A Flash in the Pan or Sophisticated Flambi?

Did everybody see the Jack Daniel’s ad on Playboy.com? I’ll have to admit that it was somewhat unnerving to visit Playboy.com while I was at work, but if any of my coworkers had tried to call me on the carpet for it, I was definitely there for business reasons… ;-)

For those of you who would rather not visit the site, allow me to describe it. The Jack Daniel’s ad is a Flash intro to the Playboy.com site. It features Playboy Enterprises founder Hugh Hefner pictured with his gigantic mansion, limousine, private plane, a spread of expensive seafood, about a dozen beautiful women, and, of course, Jack Daniel’s. Any visitor to the site who has the Flash plug-in can see the ad.

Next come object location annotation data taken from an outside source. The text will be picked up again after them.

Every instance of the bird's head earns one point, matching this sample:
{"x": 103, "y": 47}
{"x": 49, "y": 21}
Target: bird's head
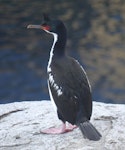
{"x": 49, "y": 25}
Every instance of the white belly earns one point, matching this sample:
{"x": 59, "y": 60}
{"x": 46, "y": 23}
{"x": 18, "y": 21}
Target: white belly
{"x": 51, "y": 98}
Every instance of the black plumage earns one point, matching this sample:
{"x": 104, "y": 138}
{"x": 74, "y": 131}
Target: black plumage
{"x": 68, "y": 84}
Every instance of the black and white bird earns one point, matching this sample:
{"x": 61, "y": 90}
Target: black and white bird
{"x": 68, "y": 85}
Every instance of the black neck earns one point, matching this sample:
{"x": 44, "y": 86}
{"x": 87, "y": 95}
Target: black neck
{"x": 59, "y": 47}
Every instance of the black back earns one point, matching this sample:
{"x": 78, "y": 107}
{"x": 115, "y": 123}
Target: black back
{"x": 75, "y": 103}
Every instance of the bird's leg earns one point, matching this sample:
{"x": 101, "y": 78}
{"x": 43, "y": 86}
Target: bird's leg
{"x": 61, "y": 130}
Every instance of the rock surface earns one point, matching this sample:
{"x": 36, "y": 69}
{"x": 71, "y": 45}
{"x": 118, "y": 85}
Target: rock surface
{"x": 21, "y": 123}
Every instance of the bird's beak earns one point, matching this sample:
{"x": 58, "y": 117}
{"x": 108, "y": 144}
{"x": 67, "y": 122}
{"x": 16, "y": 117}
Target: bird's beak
{"x": 46, "y": 28}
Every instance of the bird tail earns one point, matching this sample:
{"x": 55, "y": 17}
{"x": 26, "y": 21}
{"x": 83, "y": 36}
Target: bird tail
{"x": 89, "y": 131}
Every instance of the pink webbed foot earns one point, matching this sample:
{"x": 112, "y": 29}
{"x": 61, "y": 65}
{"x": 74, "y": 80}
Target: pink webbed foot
{"x": 61, "y": 130}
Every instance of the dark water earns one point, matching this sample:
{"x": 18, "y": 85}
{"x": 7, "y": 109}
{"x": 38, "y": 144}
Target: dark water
{"x": 96, "y": 37}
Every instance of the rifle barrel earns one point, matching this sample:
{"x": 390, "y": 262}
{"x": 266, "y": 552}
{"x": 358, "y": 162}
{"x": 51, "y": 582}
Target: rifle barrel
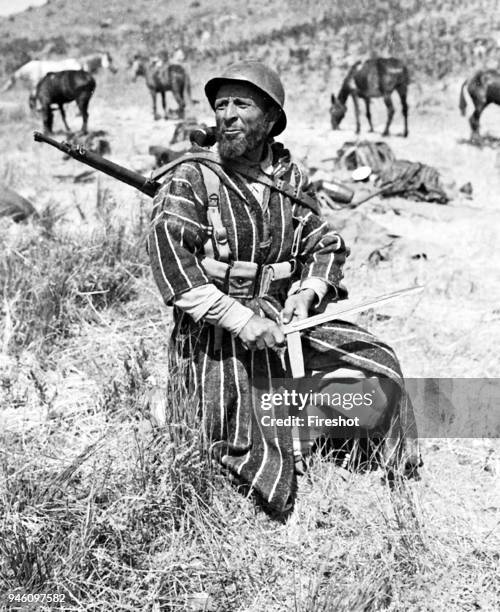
{"x": 134, "y": 179}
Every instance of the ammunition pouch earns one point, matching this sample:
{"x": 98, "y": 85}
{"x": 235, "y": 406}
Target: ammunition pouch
{"x": 248, "y": 280}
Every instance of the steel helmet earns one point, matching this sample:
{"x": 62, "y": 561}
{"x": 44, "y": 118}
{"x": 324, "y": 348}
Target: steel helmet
{"x": 260, "y": 76}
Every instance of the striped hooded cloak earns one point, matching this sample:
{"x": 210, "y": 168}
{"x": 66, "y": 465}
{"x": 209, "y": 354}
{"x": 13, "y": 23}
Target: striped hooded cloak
{"x": 228, "y": 378}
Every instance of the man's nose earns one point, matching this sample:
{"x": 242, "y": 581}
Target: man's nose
{"x": 230, "y": 113}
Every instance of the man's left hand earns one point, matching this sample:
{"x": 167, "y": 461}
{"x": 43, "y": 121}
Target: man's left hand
{"x": 297, "y": 306}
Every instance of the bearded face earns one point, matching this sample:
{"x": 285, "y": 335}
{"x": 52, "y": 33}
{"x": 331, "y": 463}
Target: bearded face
{"x": 243, "y": 120}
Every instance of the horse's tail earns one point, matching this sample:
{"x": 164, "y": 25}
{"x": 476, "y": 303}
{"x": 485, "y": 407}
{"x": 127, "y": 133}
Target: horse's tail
{"x": 187, "y": 87}
{"x": 9, "y": 84}
{"x": 462, "y": 103}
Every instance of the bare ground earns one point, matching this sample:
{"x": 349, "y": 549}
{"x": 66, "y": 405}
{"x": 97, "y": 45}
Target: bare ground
{"x": 351, "y": 544}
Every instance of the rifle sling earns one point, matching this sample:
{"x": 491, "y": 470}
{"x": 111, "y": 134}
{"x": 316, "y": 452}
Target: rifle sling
{"x": 214, "y": 162}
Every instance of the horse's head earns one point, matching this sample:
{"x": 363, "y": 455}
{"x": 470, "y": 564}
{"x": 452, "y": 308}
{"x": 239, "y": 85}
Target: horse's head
{"x": 337, "y": 112}
{"x": 33, "y": 103}
{"x": 137, "y": 67}
{"x": 107, "y": 62}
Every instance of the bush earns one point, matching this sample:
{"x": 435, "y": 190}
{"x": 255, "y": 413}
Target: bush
{"x": 53, "y": 280}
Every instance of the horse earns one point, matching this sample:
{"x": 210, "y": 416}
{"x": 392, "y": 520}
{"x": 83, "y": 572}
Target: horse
{"x": 162, "y": 77}
{"x": 374, "y": 78}
{"x": 92, "y": 63}
{"x": 31, "y": 73}
{"x": 484, "y": 89}
{"x": 59, "y": 88}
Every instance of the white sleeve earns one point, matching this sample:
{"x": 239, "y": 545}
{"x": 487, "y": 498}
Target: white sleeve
{"x": 209, "y": 303}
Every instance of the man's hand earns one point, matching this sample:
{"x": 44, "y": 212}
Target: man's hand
{"x": 297, "y": 306}
{"x": 259, "y": 333}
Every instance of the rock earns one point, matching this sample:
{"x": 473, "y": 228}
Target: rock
{"x": 13, "y": 205}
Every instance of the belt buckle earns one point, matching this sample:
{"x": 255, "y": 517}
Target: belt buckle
{"x": 239, "y": 287}
{"x": 266, "y": 278}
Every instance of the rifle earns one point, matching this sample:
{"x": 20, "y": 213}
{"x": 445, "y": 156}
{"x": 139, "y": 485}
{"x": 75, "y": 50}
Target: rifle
{"x": 150, "y": 186}
{"x": 134, "y": 179}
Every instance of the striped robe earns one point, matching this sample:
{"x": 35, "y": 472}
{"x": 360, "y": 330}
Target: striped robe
{"x": 227, "y": 377}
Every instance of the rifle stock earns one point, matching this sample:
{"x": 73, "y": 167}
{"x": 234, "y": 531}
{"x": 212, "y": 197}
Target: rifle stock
{"x": 134, "y": 179}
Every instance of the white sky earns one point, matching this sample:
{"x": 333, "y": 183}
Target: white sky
{"x": 16, "y": 6}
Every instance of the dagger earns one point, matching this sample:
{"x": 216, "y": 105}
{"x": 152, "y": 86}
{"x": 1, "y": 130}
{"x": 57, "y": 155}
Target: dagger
{"x": 292, "y": 330}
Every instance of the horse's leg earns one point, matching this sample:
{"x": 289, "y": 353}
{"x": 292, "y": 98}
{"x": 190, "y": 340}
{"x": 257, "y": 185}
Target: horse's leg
{"x": 164, "y": 104}
{"x": 474, "y": 119}
{"x": 83, "y": 104}
{"x": 390, "y": 113}
{"x": 48, "y": 119}
{"x": 153, "y": 98}
{"x": 404, "y": 109}
{"x": 368, "y": 113}
{"x": 179, "y": 98}
{"x": 355, "y": 101}
{"x": 63, "y": 117}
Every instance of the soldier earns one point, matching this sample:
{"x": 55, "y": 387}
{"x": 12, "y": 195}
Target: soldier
{"x": 238, "y": 247}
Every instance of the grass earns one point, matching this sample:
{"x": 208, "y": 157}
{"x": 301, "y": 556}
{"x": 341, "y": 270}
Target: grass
{"x": 100, "y": 504}
{"x": 52, "y": 281}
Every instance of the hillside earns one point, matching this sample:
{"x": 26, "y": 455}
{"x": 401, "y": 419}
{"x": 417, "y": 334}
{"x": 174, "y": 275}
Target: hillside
{"x": 435, "y": 38}
{"x": 109, "y": 511}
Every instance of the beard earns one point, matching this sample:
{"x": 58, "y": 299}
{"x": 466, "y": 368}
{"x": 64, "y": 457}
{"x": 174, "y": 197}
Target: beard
{"x": 231, "y": 146}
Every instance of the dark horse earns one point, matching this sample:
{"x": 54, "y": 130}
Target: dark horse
{"x": 60, "y": 88}
{"x": 162, "y": 77}
{"x": 375, "y": 78}
{"x": 483, "y": 88}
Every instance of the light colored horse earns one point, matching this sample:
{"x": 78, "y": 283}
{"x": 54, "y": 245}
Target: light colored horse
{"x": 33, "y": 72}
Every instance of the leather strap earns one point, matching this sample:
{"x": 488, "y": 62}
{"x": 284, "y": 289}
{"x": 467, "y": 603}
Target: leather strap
{"x": 218, "y": 241}
{"x": 213, "y": 161}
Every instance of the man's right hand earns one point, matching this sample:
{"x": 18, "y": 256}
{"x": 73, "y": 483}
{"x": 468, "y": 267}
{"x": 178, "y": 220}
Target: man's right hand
{"x": 259, "y": 333}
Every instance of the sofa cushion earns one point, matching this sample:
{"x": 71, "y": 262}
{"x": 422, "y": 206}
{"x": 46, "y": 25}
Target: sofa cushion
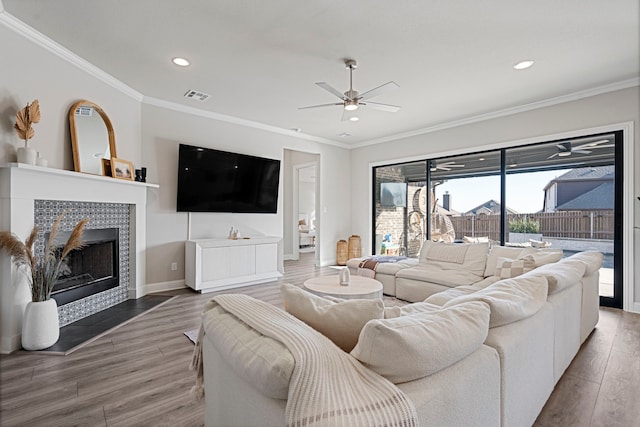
{"x": 410, "y": 347}
{"x": 440, "y": 276}
{"x": 592, "y": 259}
{"x": 508, "y": 268}
{"x": 261, "y": 361}
{"x": 497, "y": 252}
{"x": 510, "y": 300}
{"x": 470, "y": 257}
{"x": 561, "y": 275}
{"x": 413, "y": 308}
{"x": 341, "y": 322}
{"x": 441, "y": 298}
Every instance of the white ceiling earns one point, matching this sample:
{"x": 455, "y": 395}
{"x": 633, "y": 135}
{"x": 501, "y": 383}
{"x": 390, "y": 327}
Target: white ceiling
{"x": 259, "y": 60}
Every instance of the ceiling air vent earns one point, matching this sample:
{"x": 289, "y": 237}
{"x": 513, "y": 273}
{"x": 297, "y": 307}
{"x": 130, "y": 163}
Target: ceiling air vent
{"x": 194, "y": 94}
{"x": 84, "y": 111}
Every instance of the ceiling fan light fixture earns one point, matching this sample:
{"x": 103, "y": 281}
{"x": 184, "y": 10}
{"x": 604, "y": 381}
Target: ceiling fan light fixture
{"x": 523, "y": 65}
{"x": 181, "y": 62}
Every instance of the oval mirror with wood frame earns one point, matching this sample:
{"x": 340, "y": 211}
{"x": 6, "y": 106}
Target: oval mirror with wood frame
{"x": 92, "y": 137}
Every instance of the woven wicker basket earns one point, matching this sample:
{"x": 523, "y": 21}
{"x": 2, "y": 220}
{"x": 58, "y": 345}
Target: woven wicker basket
{"x": 341, "y": 252}
{"x": 355, "y": 248}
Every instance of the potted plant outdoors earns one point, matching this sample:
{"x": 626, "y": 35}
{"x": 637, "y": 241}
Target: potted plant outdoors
{"x": 40, "y": 325}
{"x": 522, "y": 230}
{"x": 24, "y": 120}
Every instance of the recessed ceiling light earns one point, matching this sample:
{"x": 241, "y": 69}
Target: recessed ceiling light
{"x": 181, "y": 62}
{"x": 523, "y": 65}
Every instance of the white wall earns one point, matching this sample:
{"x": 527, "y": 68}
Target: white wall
{"x": 28, "y": 72}
{"x": 531, "y": 126}
{"x": 164, "y": 129}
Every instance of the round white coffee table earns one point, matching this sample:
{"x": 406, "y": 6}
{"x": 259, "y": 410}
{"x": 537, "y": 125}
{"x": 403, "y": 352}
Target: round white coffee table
{"x": 359, "y": 288}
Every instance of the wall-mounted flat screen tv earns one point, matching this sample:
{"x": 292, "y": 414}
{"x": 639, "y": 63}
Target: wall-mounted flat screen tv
{"x": 393, "y": 194}
{"x": 219, "y": 181}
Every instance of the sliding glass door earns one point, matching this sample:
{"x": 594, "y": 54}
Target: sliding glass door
{"x": 561, "y": 194}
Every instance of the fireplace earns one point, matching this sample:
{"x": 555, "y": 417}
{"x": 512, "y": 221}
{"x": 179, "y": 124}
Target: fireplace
{"x": 89, "y": 270}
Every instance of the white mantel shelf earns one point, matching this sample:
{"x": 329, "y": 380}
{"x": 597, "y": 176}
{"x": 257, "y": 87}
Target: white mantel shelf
{"x": 62, "y": 172}
{"x": 20, "y": 186}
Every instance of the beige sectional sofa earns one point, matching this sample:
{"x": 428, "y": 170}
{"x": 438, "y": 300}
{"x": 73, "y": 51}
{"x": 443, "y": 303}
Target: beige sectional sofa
{"x": 503, "y": 375}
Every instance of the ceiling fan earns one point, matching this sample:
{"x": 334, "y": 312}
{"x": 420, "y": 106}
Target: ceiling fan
{"x": 566, "y": 148}
{"x": 352, "y": 100}
{"x": 445, "y": 166}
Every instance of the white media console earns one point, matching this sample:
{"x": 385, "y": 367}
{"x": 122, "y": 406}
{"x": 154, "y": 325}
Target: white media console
{"x": 217, "y": 264}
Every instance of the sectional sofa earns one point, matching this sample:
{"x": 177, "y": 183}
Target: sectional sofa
{"x": 484, "y": 354}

“You know, I’ve always enjoyed a relatively simple life,” narrates Hef in the ad. “A comfortable home, reliable transportation, food on the table, and a meaningful relationship. And, of course, Jack Daniel’s. Welcome to Playboy.com.” After viewing the ad and listening to Hef, visitors are directed back to the home page of the Playboy site. No, they can’t click for more information. They can’t fill out a form to enter a contest or sign up for a mailing list. No action is prompted, other than simply viewing the ad and taking in its message.

Soon after this ad hit, almost everybody I know in online advertising was talking about it. Why? Because there was no doubt about the ultimate goal of this advertisement. It was designed to create an association. That is, it was designed to brand.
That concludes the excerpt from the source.